After one of my colleagues told me about IFN/IFC functions, I addicted to use them everywhere until I found some issues. Now, I still use them a lot but more carefully.

IFN and IFC functions have same syntax, only that IFN will return a numeric value and IFC will return a character value.

For an example, syntax of IFC function in SAS Help:
IFC(logical-expression, value-returned-when-true, value-returned-when-false <,value-returned-when-missing>) 
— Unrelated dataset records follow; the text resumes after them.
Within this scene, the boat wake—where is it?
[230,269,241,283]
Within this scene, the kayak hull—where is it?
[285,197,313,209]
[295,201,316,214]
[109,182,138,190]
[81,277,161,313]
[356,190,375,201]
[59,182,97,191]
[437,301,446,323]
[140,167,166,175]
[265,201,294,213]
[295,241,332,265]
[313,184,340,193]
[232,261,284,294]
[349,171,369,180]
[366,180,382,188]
IFC evaluates the first argument, logical-expression. If logical-expression is true (that is, not zero and not missing), then IFC returns the value in the second argument. If logical-expression is a missing value, and you have a fourth argument, then IFC returns the value in the fourth argument. Otherwise, if logical-expression is false, IFC returns the value in the third argument.

It is similar to IF function in MS Excel, or conditional operator in other language. Actually, it is even better, because it could handle when logical expression is a missing value.

IFN/IFC functions are very useful for encoding, decoding, and flagging values.Like most of DATA step functions, they can be used in WHERE statement to simplify logic expressions, or in SQL statements and make PROC SQL more powerful. They will also save a lot of typing and SAS codes usually will be more neat and clean.

Two issues so far I found:
1) It seems that logical expression does not function like IF-THEN-ELSE statement.

For example, we have following IF-THEN-ELSE statement which will work fine.
a=0; b=10;
IF a ne 0 and b/a>0.1 THEN   c="b/a>0.1";

You will get c=" " without any complaints. I think, when SAS system finds a=0 and the logical expression is
"a ne 0 and ...", it will stop checking the rest of logical expression. So it won't reach b/a which is 10/0.


If you use IFC:
c=IFC(a ne 0 and b/a>0.1, "b/a>0.1", " ");
You will get error message:
NOTE: Division by zero detected at line 17 column 29.
a=0 b=10 c=  _ERROR_=1 _N_=1


2) It seems that all arguments are evaluated before it applies the function algorithm.
For example,
data _null_;
   a=0;
   b=ifn(a ne 0, 10/a, .);
   put a b;
run;

I expected that it would evaluate the logical expression and give me missing value directly. It actually gives me error message.
NOTE: Division by zero detected at line 3 column 17.
a=0 b= _ERROR_=1 _N_=1

If you use IF-THEN-ELSE statement, you will not get such message.

Another trick in IFC (I think it is a good) is that if length of the variable is not pre-defined, IFC will return a character value with length=200.
For example, a_var=IFC(1 = 2, 'TRUE', 'FALSE');
We may think, 'TRUE' has 4 characters, will 'FALSE" be truncated, and a_var="FALS"?
Actually, we will get a_var with length=200 and value="FALSE".